Restate that meaning as the first and last part of your written
estimate. Prepare a written estimate by deconstructing the task
into progressively smaller subtasks until each small task is no
more than a day; ideally at most in length. The most important
thing is not to leave anything out. For instance, documentation,
testing, time for planning, time for communicating with other
groups, and vacation time are all very important. If you spend part
of each day dealing with knuckleheads, put a line item for that in
the estimate. This gives your boss visibility into what is using up
your time at a minimum, and might get you more time.
I know good engineers who pad estimates implicitly, but I
recommend that you do not. One of the results of padding is trust
in you may be depleted. For instance, an engineer might estimate
three days for a task that she truly thinks will take one day. The
engineer may plan to spend two days documenting it, or two days
working on some other useful project. But it will be detectable
that the task was done in only one day (if it turns out that way),
and the appearance of slacking or overestimating is born. It's far
better to give proper visibility into what you are actually doing.
If documentation takes twice as long as coding and the estimate
says so, tremendous advantage is gained by making this visible to
the manager.
Pad explicitly instead. If a task will probably take one
day---but might take ten days if your approach doesn't work---note
this somehow in the estimate if you can; if not, at least do an
average weighted by your estimates of the probabilities. Any risk
factor that you can identify and assign an estimate to should go
into the schedule. One person is unlikely to be sick in any given
week. But a large project with many engineers will have some sick
time; likewise vacation time. And what is the probability of a
mandatory company-wide training seminar? If it can be estimated,
stick it in. There are of course, unknown unknowns, or unk-unks. Unk-unks by definition cannot be
estimated individually. You can try to create a global line item
for all unk-unks, or handle them in some other way that you
communicate to your boss. You cannot, however, let your boss forget
that they exist, and it is devilishly easy for an estimate to
become a schedule without the unk-unks considered.
In a team environment, you should try to have the people who
will do the work do the estimate, and you should try to have
team-wide consensus on estimates. People vary widely in skill,
experience, preparedness, and confidence. Calamity strikes when a
strong programmer estimates for herself and then weak programmers
are held to this estimate. The act of having the whole team agree
on a line-by-line basis to the estimate clarifies the team
understanding, as well as allowing the opportunity for tactical
reassignment of resources (for instance, shifting burden away from
weaker team members to stronger).
If there are big risks that cannot be evaluated, it is your duty
to state so forcefully enough that your manager does not commit to
them and then become embarrassed when the risk occurs. Hopefully in
such a case whatever is needed will be done to decrease the
risk.
If you can convince your company to use Extreme Programming, you will only have to estimate
relatively small things, and this is both more fun and more
productive.
How to Find Out
Information
The nature of what you need to know determines how you should
find it.
If you need information about
concrete things that are objective and easy to verify,
for example the latest patch level of a software product, ask a
large number of people politely by searching the internet for it or
by posting on a discussion group. Don't search on the internet for
anything that smacks of either opinion or subjective
interpretation: the ratio of drivel to truth is too high.

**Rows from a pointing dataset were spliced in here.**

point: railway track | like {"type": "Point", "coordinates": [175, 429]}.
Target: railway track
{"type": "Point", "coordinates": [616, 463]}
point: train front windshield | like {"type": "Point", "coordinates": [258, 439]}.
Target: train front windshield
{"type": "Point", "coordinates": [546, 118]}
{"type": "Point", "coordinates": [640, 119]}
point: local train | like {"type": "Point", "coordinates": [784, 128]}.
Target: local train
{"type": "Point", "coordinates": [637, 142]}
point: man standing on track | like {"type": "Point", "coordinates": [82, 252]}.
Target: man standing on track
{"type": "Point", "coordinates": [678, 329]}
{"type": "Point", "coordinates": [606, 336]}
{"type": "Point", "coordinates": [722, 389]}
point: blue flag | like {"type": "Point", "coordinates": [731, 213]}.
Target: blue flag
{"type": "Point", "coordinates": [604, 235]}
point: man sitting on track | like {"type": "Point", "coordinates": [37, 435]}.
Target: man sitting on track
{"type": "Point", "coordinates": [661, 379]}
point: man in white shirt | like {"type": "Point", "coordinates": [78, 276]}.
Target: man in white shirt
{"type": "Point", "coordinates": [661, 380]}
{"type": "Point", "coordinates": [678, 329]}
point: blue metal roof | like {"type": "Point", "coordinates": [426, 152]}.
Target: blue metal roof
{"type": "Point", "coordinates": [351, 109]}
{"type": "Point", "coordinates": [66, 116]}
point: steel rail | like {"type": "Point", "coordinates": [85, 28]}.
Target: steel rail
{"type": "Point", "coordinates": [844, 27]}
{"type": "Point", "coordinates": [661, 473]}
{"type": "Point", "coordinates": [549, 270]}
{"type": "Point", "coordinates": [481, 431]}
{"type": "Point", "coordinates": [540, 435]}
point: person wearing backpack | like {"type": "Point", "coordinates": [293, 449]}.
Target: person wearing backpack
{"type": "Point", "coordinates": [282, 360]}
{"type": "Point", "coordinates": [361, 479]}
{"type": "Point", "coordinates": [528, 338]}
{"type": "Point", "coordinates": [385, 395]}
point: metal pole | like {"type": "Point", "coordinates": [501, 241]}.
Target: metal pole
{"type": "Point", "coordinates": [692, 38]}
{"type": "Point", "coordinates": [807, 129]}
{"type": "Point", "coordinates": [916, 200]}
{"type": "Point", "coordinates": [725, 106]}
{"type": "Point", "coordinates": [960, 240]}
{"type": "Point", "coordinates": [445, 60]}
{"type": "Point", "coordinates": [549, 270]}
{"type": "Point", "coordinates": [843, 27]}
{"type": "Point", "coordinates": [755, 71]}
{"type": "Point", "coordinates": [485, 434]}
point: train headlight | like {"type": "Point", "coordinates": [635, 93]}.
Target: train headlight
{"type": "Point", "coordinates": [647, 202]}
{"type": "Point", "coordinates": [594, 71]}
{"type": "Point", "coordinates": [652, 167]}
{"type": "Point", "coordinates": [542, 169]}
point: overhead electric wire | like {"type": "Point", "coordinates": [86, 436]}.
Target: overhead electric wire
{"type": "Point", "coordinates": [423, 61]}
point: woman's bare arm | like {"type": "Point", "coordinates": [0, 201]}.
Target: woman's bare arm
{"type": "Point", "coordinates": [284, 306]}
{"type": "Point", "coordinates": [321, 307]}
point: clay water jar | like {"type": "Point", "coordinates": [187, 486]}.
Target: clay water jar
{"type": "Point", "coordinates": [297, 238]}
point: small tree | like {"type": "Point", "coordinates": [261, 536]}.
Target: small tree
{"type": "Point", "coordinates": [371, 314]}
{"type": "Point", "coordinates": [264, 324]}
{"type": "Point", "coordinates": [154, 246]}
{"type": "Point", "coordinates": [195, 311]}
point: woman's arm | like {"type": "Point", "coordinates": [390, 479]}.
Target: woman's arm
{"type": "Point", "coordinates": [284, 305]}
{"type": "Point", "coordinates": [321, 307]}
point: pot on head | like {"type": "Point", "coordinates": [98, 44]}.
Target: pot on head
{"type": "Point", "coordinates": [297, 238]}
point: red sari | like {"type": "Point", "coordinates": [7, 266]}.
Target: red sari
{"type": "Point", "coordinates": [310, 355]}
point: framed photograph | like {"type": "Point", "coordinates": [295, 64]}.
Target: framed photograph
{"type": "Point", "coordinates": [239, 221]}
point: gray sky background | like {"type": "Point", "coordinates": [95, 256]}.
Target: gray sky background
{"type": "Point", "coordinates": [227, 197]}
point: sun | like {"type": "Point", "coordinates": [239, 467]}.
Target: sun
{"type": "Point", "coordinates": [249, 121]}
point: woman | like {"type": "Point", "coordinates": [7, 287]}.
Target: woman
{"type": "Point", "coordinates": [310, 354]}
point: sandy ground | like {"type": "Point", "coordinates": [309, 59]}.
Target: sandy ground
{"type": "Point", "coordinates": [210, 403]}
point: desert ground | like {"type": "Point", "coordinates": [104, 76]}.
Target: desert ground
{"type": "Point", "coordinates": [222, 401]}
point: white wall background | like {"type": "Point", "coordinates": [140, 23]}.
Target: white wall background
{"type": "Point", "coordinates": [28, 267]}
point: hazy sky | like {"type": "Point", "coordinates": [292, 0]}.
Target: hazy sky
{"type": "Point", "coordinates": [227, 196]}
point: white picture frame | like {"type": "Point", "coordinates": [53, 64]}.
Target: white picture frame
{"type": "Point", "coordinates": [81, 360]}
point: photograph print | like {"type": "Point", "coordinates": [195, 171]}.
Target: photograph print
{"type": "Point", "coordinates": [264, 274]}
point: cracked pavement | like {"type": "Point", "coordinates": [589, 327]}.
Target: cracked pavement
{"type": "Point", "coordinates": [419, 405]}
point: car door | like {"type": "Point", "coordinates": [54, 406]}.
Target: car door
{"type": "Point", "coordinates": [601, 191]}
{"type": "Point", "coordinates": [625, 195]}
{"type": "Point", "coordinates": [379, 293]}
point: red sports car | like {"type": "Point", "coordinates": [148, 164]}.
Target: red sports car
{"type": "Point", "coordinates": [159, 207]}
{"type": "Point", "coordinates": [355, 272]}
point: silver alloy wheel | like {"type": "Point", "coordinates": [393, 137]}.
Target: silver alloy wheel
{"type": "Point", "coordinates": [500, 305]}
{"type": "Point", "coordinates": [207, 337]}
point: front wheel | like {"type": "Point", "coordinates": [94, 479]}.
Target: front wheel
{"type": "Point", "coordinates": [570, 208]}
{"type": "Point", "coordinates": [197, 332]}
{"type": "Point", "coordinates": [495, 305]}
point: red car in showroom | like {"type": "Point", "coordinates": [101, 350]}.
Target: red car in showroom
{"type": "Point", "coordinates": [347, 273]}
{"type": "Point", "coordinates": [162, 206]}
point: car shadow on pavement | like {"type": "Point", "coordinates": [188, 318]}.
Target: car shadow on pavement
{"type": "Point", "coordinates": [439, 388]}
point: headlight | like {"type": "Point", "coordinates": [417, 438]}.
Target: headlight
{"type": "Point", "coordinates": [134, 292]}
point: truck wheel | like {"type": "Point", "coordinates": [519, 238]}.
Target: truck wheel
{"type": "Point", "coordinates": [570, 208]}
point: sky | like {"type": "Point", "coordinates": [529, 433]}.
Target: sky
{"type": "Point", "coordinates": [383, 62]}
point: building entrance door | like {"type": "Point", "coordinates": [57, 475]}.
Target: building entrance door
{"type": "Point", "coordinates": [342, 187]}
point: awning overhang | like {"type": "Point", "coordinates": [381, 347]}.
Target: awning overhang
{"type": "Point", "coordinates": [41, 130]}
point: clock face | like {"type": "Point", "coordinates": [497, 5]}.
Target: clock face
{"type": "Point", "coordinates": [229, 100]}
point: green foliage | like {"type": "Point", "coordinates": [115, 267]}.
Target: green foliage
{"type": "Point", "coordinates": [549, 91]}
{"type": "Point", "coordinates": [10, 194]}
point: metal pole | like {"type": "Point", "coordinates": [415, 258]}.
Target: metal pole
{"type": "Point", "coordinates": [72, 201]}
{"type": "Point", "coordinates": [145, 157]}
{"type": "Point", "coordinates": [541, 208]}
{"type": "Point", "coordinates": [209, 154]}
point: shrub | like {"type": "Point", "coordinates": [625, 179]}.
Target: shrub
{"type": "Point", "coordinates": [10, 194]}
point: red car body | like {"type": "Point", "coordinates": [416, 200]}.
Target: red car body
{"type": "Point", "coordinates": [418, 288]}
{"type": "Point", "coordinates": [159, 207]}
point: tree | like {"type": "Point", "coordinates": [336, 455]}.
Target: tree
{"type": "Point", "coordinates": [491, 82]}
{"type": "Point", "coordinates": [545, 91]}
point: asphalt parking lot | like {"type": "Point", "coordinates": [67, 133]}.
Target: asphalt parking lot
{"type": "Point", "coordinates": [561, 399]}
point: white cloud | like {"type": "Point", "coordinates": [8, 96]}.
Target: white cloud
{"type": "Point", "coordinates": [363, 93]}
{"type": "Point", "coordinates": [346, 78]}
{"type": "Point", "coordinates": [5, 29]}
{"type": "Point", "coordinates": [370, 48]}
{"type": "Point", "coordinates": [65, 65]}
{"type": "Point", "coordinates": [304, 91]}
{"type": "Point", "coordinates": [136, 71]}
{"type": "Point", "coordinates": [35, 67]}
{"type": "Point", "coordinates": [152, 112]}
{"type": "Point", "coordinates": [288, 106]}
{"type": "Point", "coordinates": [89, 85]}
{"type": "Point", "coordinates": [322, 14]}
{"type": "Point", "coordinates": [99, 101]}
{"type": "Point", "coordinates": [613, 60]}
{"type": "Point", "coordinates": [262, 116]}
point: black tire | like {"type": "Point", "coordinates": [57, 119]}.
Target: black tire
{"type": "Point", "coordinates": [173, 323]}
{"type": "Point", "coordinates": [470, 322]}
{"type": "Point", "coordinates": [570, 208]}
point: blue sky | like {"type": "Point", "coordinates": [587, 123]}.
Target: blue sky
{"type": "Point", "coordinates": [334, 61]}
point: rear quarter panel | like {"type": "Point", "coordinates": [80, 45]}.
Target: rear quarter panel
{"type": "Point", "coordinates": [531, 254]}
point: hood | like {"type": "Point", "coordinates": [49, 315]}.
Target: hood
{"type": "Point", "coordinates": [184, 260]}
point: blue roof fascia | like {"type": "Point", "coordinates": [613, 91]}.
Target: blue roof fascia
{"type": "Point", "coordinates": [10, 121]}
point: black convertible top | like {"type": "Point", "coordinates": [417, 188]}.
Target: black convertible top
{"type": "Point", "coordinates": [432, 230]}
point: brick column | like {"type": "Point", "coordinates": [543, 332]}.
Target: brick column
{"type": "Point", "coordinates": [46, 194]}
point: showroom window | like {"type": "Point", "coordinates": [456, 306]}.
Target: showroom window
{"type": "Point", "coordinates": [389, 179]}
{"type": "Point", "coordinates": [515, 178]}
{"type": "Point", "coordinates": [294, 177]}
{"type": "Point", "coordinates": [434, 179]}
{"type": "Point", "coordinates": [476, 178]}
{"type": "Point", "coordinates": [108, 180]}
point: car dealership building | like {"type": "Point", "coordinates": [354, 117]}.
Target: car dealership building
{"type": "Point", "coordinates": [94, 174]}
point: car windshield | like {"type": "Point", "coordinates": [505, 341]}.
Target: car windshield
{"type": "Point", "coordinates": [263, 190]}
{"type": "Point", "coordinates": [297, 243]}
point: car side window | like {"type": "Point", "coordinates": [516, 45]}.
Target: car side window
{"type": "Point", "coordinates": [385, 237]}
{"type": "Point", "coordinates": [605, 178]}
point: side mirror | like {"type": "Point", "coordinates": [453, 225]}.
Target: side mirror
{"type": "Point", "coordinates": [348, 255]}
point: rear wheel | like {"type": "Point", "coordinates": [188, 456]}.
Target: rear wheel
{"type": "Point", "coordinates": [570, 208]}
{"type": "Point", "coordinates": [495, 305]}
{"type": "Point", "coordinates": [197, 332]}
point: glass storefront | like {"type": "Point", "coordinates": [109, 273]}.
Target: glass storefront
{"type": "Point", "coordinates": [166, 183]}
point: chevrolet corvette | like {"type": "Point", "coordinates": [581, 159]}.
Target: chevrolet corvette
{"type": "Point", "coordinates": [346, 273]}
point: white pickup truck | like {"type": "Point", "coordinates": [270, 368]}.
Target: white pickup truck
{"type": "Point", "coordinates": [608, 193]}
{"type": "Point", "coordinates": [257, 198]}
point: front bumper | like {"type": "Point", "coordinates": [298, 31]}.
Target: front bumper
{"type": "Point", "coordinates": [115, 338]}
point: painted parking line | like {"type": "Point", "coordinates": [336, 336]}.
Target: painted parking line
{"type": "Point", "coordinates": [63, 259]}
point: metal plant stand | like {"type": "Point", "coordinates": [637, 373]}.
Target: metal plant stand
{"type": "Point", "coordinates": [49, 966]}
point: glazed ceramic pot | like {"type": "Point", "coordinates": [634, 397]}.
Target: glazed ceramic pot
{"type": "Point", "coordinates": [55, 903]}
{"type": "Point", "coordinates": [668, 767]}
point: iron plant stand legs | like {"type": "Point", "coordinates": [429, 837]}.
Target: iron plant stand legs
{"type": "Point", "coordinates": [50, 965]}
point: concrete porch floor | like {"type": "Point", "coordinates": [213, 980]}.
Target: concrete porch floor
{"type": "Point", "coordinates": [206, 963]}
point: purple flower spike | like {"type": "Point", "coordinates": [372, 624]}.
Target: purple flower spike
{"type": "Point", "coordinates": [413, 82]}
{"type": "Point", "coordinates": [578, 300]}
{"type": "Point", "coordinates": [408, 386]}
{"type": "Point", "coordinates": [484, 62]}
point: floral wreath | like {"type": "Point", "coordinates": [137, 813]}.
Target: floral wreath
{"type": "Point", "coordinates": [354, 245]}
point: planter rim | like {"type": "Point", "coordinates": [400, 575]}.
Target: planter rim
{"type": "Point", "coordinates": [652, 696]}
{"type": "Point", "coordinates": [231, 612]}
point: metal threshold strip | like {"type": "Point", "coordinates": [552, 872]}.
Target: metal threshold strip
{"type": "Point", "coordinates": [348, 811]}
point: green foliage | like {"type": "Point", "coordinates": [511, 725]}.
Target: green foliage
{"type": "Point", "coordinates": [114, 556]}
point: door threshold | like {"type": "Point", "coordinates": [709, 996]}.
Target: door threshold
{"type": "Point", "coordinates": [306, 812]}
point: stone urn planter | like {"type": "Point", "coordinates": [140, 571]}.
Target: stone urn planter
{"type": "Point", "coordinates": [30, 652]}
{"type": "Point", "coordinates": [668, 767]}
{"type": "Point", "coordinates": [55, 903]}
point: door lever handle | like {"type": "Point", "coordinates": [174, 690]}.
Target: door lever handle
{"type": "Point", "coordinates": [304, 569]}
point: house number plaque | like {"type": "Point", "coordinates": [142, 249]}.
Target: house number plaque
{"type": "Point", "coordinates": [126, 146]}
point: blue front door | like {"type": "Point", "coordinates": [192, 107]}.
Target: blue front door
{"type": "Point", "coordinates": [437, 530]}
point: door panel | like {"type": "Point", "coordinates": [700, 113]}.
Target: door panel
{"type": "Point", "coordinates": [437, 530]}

If you need general knowledge about
something subjective the history of what people have
thought about it, go to the library (the physical building in which
books are stored). For example, to learn about math or mushrooms or
mysticism, go to the library.
If you need to know how to do
something that is not trivial get two or three books on
the subject and read them. You might learn how to do something
trivial, like install a software package, from the Internet. You
can even learn important things, like good programming technique,
but you can easily spend more time searching and sorting the
results and attempting to divine the authority of the results than
it would take to read the pertinent part of a solid book.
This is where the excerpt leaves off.